Çok defa söylediğim gibi zaman öyle çabuk geçiyor ki; Durdur, durdurabilirsen! Ve de ülkemizde sağlıktan siyasete, ekonomiden günlük hayat şartlarına kadar yaşanan istikrarsızlığın göstergesi olan "rakamların dansı" insanımızı çıldırtma noktasına getirmediyse buna şükretmek (!) lazım... Malum, İslâm dünyasında "Manevi bir iklimin" hüküm sürdüğü bir dönem yaşıyoruz.

Evet, bugün 28 Şubat 2025 Cuma. Yarın sabahta Ramazan. Yani bu mübarek ayın sonu da Bayram… Çocukluğumuzda biz bu “üç ayları” sayarken “Recep, Şaban” der bayramın özlemi ile Ramazan'ı atlar “Hoppala Bayram” derdik… İsterseniz çocukluk sevdamızı bir kıyıya bırakıp, bugün başlayan Ramazan ayımıza bakalım. Siyaseten yapılan ekonomi tartışmalarının odağında hep “zamlar” var. Açıklanan ekmek, pide ve ramazanlık sofralara düşen rakamlara göre yazılı basında çıkan şu başlığa bakıp “Ramazan cep yakacak” sözünü yok saymamız mümkün mü? Bilemiyorum! Hatta muhalefet vatandaşla yaptığı görüşmelere dayanarak “Vatandaş bize ‘ikinci el ayakkabı var mı’ diye soruyor” demeyi de ihmal edemiyor. 
***
On bir ayın Sultanı Ramazan’ı “Hoş Geldin ya Şehr-i Ramazan” mahyaları ile karşıladık. Çocukluk anılarımızı süsleyen Ramazan’ın bereketli iftar ve sahur sofraları hakkında yazılı ve görüntülü basındaki yayınlar içimizi bir hoş etti… Bunların yanı sıra aynı sayfa ve ekranlarda çıkan “Millet bu Ramazan'da sofrasını zor kuracak”, “Domates markette taneyle satılıyor” şeklindeki ve de buna benzer haberler ise içimizi burktu… Hani bu, bir bakıma “size bir iyi, bir de kötü haberim var” der gibi bir şey oldu galiba… 
“Kurt, dumanlı havayı sever” diye bir söz var; işte yukarıda çizdiğim “dumanlı havada” kurt siyasetçilerimiz karşılıklı söz düellosuna girdi. Daha doğrusu “Ben haklıyım” düellosu idi bu!
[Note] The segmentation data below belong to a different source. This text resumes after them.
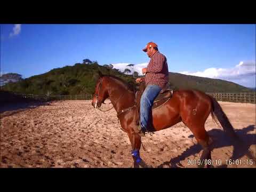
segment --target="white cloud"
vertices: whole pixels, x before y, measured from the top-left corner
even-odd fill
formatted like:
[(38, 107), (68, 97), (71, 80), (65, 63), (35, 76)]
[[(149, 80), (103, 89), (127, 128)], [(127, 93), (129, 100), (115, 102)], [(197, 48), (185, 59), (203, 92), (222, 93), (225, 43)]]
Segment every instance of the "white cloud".
[(255, 86), (256, 65), (254, 61), (241, 61), (238, 65), (232, 68), (211, 68), (203, 71), (189, 72), (182, 71), (180, 73), (199, 77), (218, 78), (232, 81), (246, 86)]
[[(131, 73), (128, 74), (131, 75), (133, 73), (133, 71), (132, 70), (132, 68), (131, 67), (127, 67), (127, 66), (130, 64), (131, 63), (116, 63), (116, 64), (112, 64), (112, 65), (113, 65), (113, 68), (119, 69), (121, 72), (123, 72), (124, 71), (124, 69), (129, 69), (131, 70)], [(134, 64), (134, 66), (133, 66), (134, 71), (138, 72), (139, 75), (142, 75), (142, 72), (141, 70), (142, 68), (147, 67), (147, 65), (148, 65), (148, 63)]]
[(21, 24), (15, 24), (12, 28), (12, 32), (9, 35), (10, 37), (12, 37), (15, 35), (18, 35), (21, 31)]

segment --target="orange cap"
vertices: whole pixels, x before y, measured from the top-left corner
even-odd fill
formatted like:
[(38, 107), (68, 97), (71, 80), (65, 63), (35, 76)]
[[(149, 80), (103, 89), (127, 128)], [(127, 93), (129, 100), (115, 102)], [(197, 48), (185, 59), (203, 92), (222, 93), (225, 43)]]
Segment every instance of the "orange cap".
[(147, 52), (147, 50), (148, 49), (148, 48), (150, 48), (151, 47), (157, 47), (157, 45), (155, 43), (149, 42), (147, 44), (147, 45), (146, 45), (145, 48), (142, 49), (142, 51), (144, 52)]

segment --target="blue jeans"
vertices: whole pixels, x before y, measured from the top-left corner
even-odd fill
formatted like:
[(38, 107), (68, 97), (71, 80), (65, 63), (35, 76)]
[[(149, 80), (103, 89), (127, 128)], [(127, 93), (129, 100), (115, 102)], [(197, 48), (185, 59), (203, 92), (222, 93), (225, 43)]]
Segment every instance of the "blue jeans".
[(148, 85), (140, 99), (140, 125), (144, 131), (148, 131), (148, 121), (151, 115), (154, 100), (162, 88), (156, 85)]

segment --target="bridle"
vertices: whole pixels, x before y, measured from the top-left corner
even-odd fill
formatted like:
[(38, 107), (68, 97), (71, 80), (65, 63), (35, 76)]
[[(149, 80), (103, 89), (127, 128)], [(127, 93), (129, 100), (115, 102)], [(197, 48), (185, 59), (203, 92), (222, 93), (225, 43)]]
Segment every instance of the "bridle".
[[(106, 112), (106, 111), (108, 111), (109, 110), (112, 109), (116, 106), (116, 103), (119, 101), (119, 100), (122, 98), (122, 97), (123, 97), (123, 95), (124, 94), (125, 92), (123, 92), (123, 94), (121, 94), (121, 95), (119, 97), (119, 98), (117, 99), (117, 100), (115, 102), (115, 103), (113, 103), (113, 107), (112, 107), (111, 108), (110, 108), (109, 109), (108, 109), (107, 110), (102, 110), (100, 109), (99, 108), (97, 107), (98, 107), (98, 102), (99, 94), (100, 93), (100, 88), (101, 87), (102, 84), (102, 78), (100, 78), (100, 85), (99, 85), (99, 89), (98, 90), (98, 94), (95, 94), (95, 96), (96, 99), (97, 99), (96, 102), (95, 103), (95, 108), (97, 109), (99, 109), (99, 110), (100, 110), (102, 112)], [(102, 103), (105, 103), (103, 102)], [(111, 103), (111, 102), (110, 102), (109, 104), (110, 104), (110, 103)], [(106, 104), (106, 103), (105, 103), (105, 104)], [(122, 110), (121, 110), (121, 111), (117, 112), (117, 117), (118, 117), (121, 114), (123, 114), (125, 112), (126, 112), (127, 111), (129, 111), (129, 110), (132, 109), (133, 108), (136, 107), (137, 107), (136, 104), (137, 104), (137, 102), (136, 102), (136, 99), (135, 99), (135, 104), (132, 107), (131, 107), (124, 109), (122, 109)], [(137, 108), (138, 108), (138, 107), (137, 107)]]

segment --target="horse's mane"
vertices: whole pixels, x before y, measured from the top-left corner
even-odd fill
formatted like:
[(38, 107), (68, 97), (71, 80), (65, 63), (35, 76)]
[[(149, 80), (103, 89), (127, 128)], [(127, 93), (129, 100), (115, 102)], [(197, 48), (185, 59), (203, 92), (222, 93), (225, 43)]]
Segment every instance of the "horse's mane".
[[(132, 92), (134, 91), (133, 86), (132, 85), (129, 84), (127, 82), (125, 81), (124, 79), (122, 79), (120, 77), (116, 77), (116, 76), (115, 76), (114, 75), (105, 75), (105, 77), (111, 77), (111, 78), (114, 78), (116, 80), (117, 80), (118, 81), (120, 82), (120, 83), (121, 83), (121, 84), (123, 86), (124, 86), (126, 88), (126, 89), (127, 89), (129, 91), (131, 91)], [(136, 87), (135, 87), (135, 90), (136, 90)]]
Bazıları tecrübeli ve saygılı, bazıları da görgüsüz ve acemi siyasetçi misali seviyesiz laflarla adeta “kör döğüşünü” tercih ederek hayat pahalılığı, işsizliği, eğitimdeki, sağlıktaki aksaklıkları, örtbas çabasında! Dün bir iş yerinde gördüğüm bir duvar yazısını not edip sıcağı sıcağına sizlere servis etmek istiyorum; “Ben doğuştan haklıyım. Ama yine de hobi olarak tartışabilirim!” Bu sözü not alışımı izleyen bir dostum da hemen fikrini şöyle beyan etti: “Ünal Bey, madem ağzı olan konuşuyor, beyni olan da kullansın artık!”